MACs are no different than other computers. They are not self-calibrating nor do they come pre-calibrated from Apple. They have one advantage: less choice. In this case less choice is good because the displays available from Apple range from mediocre to pretty good. In the wild world of non-proprietary computers the displays range from unusably awful to excellent. (You can put an excellent non-Apple display on a MAC by the way).
There are two processes that you can apply to your display: calibration and profiling. It's important to understand what each does and the limitations of each. Calibration will alter the physical operation of your display. Profiling examines your display's fixed, physical (hopefully calibrated) characteristics and compares that to know standards. This info can be used by software (Photoshop) to help control the presentation of images while you edit.
First an analogy: A sharp knife in the kitchen really makes a difference. You can get your knife professionally sharpened. If your knife is made from the finest Toledo steel it will sharpen to an excellent edge and stay sharp a long time. If your knife came in a set for 19.95 that you brought late-night off the shopping channel and "but wait...you also get" -- well good luck with that.
So, calibrating the cinema display on your MAC Pro gives you a fine-tuned professionally capable work tool. Calibrating the display on your Acer netbook leaves you with the same worthless cr*p you started with. Calibrating a display is ultimately limited by the physical properties of that specific display. Laptop displays for example (MAC included) aren't physically capable of rendering all of the colors in the common color spaces we work with (sRGB & Adobe RGB).

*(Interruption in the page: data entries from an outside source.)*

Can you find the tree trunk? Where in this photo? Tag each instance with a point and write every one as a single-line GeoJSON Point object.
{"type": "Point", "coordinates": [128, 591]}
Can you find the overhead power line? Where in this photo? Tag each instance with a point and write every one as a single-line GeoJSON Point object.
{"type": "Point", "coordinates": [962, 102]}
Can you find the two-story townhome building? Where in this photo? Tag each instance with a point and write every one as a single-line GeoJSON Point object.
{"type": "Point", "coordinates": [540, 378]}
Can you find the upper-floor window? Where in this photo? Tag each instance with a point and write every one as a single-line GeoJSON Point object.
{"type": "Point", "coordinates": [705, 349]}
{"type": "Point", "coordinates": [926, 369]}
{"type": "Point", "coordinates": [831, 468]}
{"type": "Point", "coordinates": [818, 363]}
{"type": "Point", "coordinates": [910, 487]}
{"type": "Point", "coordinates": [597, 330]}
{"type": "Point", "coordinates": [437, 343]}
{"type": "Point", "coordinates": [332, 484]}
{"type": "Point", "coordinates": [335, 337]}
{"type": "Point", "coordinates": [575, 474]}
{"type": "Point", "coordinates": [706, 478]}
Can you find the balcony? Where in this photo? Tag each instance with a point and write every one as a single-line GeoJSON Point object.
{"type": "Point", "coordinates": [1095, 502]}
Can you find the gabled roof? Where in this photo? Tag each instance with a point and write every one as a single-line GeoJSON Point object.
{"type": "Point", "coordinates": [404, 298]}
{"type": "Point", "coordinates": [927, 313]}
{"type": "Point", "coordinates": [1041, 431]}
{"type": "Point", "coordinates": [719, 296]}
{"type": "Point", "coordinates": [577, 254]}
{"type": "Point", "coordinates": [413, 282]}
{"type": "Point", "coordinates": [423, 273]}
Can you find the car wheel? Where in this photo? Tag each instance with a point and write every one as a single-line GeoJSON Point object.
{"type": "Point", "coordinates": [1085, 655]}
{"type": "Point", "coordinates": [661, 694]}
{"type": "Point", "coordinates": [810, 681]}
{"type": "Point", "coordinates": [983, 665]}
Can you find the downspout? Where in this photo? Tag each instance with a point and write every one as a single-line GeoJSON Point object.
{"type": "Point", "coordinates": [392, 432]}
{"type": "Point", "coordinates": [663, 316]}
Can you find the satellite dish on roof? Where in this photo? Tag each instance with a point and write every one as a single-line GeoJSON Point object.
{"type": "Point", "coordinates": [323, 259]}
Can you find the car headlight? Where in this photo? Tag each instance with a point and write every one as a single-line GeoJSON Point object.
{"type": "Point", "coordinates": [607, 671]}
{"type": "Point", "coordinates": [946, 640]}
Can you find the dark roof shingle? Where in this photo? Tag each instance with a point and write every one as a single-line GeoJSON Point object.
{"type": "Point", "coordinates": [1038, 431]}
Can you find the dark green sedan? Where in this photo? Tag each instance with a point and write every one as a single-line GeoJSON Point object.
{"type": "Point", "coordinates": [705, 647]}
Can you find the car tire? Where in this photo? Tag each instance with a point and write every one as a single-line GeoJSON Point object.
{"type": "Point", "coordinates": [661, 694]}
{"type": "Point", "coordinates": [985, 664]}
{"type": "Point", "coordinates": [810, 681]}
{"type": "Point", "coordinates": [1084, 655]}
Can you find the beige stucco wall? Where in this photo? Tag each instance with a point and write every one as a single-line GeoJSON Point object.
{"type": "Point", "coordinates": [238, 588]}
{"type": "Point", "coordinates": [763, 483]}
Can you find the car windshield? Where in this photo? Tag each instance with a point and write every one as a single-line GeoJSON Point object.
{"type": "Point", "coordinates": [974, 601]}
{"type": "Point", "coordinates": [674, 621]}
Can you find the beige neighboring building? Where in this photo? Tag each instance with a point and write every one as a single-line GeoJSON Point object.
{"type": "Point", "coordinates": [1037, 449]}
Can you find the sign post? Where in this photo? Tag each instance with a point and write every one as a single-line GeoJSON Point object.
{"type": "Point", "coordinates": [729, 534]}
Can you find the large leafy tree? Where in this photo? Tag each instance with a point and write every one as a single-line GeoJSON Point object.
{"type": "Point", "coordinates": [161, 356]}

Calibrating them doesn't change that. It can still be helpful. I calibrated the display on my Toshiba laptop and it certainly makes photos look better (way too blue before). I still have enough sense not to use it for editing.
Profiling can be real helpful, but it also drives lots of folks nuts. The profile for a display characterizes that display's physical shortcomings and provides that info to Photoshop. Photoshop uses that info and will moderate how it renders a photo to try and compensate for the display. For example; after calibration a specific display still has trouble correctly rendering high value greens. Calibration doesn't fix this shortcoming. This is then discovered when the display is profiled. With this info Photoshop attempts a correction. However if your web browser (IE) is completely profile stupid, you can then load the same photo in Photoshop and in your web browser and see two different photos on your screen simultaneously -- fun fun.
You need a hardware device to calibrate and profile a display. Here's one of the better products:
X-Rite i1Display 2 Professional Monitor Calibration i1 solutions
Just like displays these come in a range of quality/performance.